Saturday 9 February 2013

E21: HOW-TO - Stereo Head-Unit Retrofit / Wiring Diagram

I had noticed a few electrical gremlins since fitting the modern stereo and have finally figured out the slight wiring difference between the 316 and the 320, the latter of which is shown in the E21 Wiring Diagrams available on the internet [download here]. Thought I'd throw up an updated diagram of how the wiring can be correctly adapted in the base model E21s.



Basically if the car had a stereo available as an option, which only the higher models did, then the two power wires necessary for a modern stereo are present. On base models [315, 316, 318], only a single aux. power wire is present. It can be made to run a stereo head-unit, but there are problems so if you're thinking of doing this it's worth reading my failsafe guide.

As in the diagram above, a modern radio/CD-player type head-unit will most likely require two power sources. A red wire connected directly to the battery that supplies a small amount of power to save settings and CD positions, and a yellow wire connected to the ignition switch that tells it to only turn on when the car is fired up. *Connecting both wires straight to the battery is an option so the unit can be used with the ignition off, but this will mean a higher drain to the battery and obviously has the potential to be left on by accident.

GUIDE:

At the back of the centre-console somewhere will be a chunky black wiring-connector, referred to as C40 in the diagram above, with 4 prongs and five wires joining either side. Two brown/violet wires from fuses 17 and 18 join at C40 and become a single wire - this is the best source for ignition power. The single brown/violet wire goes to a small 2-prong connector, which shouldn't have anything plugged into it, so connect the yellow wire here. The larger brown earth-wire on the connector goes back to C40 and grounds with the rest of the instruments and interior lights at G49, somewhere to the left hand side of the passenger side footwell. This is an ideal place to ground the black earth-wire from the head-unit, but modern stereos draw a lot of current and it might be worth running the black wire to a new earth-point on the centre-console bracket, as in the diagram above.

The only source in the dashboard connected directly to the battery is the cig. lighter circuit on Fuse 16 and has no spare connector so a wire must be spliced somehow into the red/yellow wire running through connector C40 - I just used a Scotch-block type crimp-connector. This new wire should be connected to the red wire on the head-unit.

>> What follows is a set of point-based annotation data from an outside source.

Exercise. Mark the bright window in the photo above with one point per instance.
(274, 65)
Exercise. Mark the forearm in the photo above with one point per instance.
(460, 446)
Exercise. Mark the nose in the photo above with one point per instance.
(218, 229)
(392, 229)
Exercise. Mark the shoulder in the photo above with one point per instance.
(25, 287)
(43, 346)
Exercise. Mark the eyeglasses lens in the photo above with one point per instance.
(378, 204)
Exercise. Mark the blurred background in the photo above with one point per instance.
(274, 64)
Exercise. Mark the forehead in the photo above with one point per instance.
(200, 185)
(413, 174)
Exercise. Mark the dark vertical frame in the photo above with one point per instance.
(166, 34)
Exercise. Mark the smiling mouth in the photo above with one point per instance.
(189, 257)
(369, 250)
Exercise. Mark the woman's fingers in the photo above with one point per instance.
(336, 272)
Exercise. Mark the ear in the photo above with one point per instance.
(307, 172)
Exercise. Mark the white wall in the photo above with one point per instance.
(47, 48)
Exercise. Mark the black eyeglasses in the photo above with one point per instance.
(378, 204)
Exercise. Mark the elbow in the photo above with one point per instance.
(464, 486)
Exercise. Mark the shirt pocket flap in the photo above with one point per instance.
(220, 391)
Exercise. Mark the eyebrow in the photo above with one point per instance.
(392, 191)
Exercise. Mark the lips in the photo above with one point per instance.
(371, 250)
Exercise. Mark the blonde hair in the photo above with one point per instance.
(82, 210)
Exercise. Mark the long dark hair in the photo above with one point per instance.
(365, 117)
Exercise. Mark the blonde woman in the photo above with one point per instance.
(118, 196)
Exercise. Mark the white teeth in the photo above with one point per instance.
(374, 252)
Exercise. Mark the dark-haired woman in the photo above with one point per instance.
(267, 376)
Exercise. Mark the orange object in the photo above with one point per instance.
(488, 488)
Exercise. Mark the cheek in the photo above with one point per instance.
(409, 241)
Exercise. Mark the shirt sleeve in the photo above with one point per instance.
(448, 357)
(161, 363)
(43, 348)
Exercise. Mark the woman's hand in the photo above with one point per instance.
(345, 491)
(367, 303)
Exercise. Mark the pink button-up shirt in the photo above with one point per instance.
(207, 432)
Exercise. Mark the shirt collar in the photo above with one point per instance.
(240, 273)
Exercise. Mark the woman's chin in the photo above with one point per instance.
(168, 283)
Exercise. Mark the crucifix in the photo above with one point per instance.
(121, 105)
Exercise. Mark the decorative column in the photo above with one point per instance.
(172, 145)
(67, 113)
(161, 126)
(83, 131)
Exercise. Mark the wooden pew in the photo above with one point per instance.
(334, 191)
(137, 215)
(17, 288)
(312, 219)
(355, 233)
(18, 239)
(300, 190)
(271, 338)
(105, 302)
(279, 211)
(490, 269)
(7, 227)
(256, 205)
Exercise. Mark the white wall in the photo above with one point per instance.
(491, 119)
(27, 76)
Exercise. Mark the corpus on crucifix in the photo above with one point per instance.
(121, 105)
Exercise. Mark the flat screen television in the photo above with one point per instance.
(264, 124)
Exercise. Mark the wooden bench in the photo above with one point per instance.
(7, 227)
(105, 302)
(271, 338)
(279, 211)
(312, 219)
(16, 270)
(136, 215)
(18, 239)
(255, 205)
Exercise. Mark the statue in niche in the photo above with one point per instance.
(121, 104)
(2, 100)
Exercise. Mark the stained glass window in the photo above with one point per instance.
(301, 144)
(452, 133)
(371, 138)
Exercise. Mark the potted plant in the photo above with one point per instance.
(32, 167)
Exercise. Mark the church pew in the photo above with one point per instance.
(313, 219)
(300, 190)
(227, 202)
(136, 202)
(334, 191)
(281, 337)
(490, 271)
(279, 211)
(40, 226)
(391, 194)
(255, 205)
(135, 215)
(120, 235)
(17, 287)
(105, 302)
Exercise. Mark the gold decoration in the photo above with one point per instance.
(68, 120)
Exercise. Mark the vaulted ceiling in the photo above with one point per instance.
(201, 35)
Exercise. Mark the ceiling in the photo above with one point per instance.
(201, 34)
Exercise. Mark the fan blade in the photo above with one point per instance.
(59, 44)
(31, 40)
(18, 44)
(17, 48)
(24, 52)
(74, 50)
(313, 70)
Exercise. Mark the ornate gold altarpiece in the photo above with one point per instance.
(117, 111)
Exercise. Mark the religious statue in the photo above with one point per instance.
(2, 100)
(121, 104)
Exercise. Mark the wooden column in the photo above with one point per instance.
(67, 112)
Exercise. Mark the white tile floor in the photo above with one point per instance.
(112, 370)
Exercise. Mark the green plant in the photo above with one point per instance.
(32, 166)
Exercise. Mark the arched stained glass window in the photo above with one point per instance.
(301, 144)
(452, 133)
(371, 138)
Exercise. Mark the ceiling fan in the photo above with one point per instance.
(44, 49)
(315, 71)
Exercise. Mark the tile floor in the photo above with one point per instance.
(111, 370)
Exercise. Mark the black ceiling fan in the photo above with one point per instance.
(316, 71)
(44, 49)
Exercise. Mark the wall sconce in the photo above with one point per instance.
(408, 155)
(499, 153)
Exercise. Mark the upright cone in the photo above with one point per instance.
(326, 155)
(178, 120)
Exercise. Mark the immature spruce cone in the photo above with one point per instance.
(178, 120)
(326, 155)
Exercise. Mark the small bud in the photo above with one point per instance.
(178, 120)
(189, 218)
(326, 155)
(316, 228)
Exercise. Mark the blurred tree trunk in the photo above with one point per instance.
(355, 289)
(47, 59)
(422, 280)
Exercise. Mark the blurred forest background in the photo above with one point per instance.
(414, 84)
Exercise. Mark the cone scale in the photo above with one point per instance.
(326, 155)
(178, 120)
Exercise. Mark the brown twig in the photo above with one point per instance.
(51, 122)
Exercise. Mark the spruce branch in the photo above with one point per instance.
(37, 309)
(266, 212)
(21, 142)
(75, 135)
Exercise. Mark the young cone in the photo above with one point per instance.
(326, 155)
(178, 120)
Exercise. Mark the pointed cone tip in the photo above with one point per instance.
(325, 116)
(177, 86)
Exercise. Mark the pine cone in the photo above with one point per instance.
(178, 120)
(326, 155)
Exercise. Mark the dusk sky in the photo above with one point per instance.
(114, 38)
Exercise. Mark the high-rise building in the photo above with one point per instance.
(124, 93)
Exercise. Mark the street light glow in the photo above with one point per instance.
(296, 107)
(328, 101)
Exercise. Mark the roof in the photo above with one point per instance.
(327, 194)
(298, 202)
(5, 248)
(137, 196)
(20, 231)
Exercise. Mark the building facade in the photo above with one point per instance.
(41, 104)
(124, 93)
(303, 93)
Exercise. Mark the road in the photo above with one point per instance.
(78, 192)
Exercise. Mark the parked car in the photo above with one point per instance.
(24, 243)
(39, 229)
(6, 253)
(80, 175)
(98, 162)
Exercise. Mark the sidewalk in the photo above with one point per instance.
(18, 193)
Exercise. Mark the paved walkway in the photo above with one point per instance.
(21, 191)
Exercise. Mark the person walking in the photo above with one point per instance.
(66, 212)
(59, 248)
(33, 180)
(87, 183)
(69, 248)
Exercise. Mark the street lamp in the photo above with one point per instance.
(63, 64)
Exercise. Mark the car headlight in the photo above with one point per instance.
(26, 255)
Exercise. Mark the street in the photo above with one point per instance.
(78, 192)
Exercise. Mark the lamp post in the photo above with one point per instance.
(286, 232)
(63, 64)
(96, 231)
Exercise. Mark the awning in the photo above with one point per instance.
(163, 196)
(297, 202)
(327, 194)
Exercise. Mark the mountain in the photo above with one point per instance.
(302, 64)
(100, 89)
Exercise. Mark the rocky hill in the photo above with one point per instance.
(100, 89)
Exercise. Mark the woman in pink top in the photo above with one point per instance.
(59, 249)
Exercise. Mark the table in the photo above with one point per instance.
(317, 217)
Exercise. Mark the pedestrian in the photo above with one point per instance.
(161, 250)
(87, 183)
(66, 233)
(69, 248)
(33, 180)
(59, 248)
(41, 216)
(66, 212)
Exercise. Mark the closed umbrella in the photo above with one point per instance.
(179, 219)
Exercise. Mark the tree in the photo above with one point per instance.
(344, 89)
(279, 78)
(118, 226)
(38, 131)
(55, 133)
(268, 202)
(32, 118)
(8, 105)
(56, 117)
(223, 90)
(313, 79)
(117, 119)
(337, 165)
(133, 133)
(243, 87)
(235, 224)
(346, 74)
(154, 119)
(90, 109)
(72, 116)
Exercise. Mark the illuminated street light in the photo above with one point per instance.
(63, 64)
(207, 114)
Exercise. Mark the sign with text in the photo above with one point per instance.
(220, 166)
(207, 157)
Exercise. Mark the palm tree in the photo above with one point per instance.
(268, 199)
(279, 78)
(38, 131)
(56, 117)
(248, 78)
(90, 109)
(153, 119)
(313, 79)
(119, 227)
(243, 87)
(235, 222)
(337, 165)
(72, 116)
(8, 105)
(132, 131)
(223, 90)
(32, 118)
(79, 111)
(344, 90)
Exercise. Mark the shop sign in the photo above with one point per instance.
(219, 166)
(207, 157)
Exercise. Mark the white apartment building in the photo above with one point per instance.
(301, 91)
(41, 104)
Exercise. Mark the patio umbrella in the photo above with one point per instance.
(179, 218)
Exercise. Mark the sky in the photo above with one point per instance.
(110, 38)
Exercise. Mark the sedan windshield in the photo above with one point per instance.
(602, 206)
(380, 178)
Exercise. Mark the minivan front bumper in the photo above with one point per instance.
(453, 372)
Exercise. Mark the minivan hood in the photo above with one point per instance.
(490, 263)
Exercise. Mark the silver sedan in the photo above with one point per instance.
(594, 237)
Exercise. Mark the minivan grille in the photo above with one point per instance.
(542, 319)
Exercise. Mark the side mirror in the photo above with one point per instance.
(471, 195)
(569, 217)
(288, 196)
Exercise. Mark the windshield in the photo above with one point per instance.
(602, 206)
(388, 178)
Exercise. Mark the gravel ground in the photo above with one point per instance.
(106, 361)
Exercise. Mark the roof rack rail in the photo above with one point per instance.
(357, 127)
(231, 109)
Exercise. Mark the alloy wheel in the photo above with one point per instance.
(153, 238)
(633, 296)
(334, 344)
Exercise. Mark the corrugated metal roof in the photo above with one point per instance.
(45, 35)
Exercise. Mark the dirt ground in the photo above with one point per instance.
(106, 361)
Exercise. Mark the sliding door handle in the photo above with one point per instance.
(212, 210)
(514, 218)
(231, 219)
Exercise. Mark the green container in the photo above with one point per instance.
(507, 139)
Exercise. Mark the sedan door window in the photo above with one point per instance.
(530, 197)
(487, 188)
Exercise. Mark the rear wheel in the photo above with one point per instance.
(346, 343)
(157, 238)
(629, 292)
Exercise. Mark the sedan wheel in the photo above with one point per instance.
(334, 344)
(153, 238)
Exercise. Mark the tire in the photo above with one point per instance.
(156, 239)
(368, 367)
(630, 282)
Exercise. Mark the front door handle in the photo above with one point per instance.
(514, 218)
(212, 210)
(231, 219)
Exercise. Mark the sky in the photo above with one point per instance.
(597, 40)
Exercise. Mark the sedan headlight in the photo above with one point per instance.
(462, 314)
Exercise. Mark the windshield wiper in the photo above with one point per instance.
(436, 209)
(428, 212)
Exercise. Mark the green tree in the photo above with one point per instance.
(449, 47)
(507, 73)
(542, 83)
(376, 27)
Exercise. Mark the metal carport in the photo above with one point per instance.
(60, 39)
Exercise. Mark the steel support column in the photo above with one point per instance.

To connect the relevant prongs on the head-unit wiring-connector I used short pieces of wire with female spade crimp-connectors. At the other ends are male spade-connectors to fit into the brown/violet wire-connector and similar connectors for the speakers, though I simply cut these off my speaker-wires and connected them straight to the head-unit connector with female spade-connectors.

Unlike the diagram above, 315/6/8 models should have green [pos.] + green/black [neg.] wires for the left-hand speaker and grey [pos.] + grey/black [neg.] wires for the right, to be attached to the corresponding prongs on the head-unit connector. These models should also have no rear speakers, unless they have been added on and will have a range of wiring colours.


Unless your planning on hiding your head-unit away somewhere, which I was originally, then you will need a fascia-adapter. They're not common, but can still be bought new from BMW or BMW Classic or one might come up on eBay, but I haven't found a spurious one yet. I was lucky to be given one with the car, still sealed in its bag. I intended not to use it and stash the head-unit in the glove-box or beneath a flap as security isn't great in the E21s, but I must admit it does look smart.


If a constant live connection to the battery is not something you want or your cig. lighter socket is already running a high-power device, then the simplest method is to just power both the red and yellow wires from the single brown/violet wire terminal [pic below]. This works just fine in powering up the head-unit, but the memory-power is turned off with the ignition and it won't save your settings or jump back to where a CD was previously playing. 

It will also be drawing the full amperage through the rev. counter circuit, Fuse 17. This shouldn't cause a problem in theory, as the same terminal on connector C40 has a more direct route to ign. power, the other brown/violet wire from Fuse 18, but it still caused a problem for me after a week or two when the rev. counter/clock unit began to trip out and stop power to the radio and instrument lights somehow. Neither fuse would blow, but power would not return to anything on that circuit until both fuse 17 and 18 had been pulled out and re-inserted with the ignition turned on. You may get away with an extra or shorter earth wire, rather than the radio/rev. counter circuit grounding at G49 with the rest of the dashboard etc., but run this setup with caution.